Article initialement publié dans Variances n°53 d’octobre 2015, numéro dédié à la Conférence « Individus, données & société connectée » qui s’est tenue le 18 juin 2015 au CNAM.
Lionel Janin (2003) intervenait à la suite du Professeur Droesbeke |
Lionel Janin (2003), Chargé de mission numérique, France Stratégie, Services du Premier ministre
Héritier du Commissariat général au Plan, France Stratégie a quatre missions principales, résumées par les verbes évaluer, anticiper, débattre et proposer. La dimension d’anticipation est illustrée par les travaux de France Stratégie autour de l’avenir d’internet, du big data ou des objets connectés ; ces travaux sont disponibles sur le site internet de France Stratégie.
Les questions numériques possèdent un grand avantage : elles permettent de toucher à tout. Les thèmes de travail s’appellent : numérique et santé, numérique et éducation, etc. Ces questions sont universelles, et il est donc important de se concentrer sur quelques points pour montrer le contenu et les effets de cette transformation numérique, et en particulier ces nouvelles données disponibles et cette nouvelle connexion peuvent intervenir sur un large champ d’activités.

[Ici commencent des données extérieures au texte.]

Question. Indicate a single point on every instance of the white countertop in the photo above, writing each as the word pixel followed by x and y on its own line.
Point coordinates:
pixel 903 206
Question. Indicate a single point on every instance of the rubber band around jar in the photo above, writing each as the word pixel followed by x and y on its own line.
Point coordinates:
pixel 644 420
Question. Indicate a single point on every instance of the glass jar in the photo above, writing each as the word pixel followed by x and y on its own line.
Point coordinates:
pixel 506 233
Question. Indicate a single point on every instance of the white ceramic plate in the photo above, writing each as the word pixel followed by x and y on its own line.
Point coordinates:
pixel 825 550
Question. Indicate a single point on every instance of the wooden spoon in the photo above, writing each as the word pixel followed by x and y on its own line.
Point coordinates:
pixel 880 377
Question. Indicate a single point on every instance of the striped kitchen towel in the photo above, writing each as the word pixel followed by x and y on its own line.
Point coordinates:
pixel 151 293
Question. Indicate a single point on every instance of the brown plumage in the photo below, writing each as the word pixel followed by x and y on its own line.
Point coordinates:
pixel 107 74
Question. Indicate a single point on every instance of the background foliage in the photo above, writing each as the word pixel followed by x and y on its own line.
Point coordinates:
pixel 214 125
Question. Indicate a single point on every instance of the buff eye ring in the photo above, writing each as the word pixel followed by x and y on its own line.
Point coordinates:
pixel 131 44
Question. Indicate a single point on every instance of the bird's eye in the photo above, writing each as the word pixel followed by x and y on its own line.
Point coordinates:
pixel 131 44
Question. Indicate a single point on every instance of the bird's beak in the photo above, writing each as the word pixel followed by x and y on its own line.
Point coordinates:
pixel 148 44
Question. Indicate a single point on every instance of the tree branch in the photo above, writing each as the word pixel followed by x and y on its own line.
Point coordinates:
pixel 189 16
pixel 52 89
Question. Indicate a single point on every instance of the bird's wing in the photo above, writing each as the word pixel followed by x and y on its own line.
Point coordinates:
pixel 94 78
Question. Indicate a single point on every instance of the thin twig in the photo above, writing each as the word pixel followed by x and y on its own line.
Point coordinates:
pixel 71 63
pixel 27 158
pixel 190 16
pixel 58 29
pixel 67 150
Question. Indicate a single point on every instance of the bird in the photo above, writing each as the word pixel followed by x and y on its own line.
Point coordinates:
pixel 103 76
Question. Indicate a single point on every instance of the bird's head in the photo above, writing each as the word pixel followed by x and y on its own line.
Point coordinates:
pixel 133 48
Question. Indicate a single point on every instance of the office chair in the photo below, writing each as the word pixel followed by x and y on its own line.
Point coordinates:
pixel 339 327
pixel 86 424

Ce colloque a lieu le 18 juin. Il serait facile d’évoquer un appel du 18 juin, le bicentenaire de Waterloo… ou la situation de la France dans le domaine numérique. Il se trouve que le Premier ministre va présenter ce matin également la stratégie numérique du gouvernement. Le sujet est donc au cœur de l’actualité, et je suis certain que les questions de connexion, d’équilibre entre les opportunités et la prévention des risques seront inscrites dans cette stratégie pour la France.
Le numérique est partout. Hier encore, le journal Le Monde contenait un article détaillé sur la voiture connectée qui fera partie du quotidien en 2025. Ce qui est surprenant, ce ne sont pas tant les projets évoqués, que la vitesse à laquelle se font ces évolutions. Des objets qui, il y a un an ou deux, avaient encore un caractère prospectif, voire futuriste, deviennent des éléments réels, sur le point d’être mis en œuvre, dans un futur relativement proche.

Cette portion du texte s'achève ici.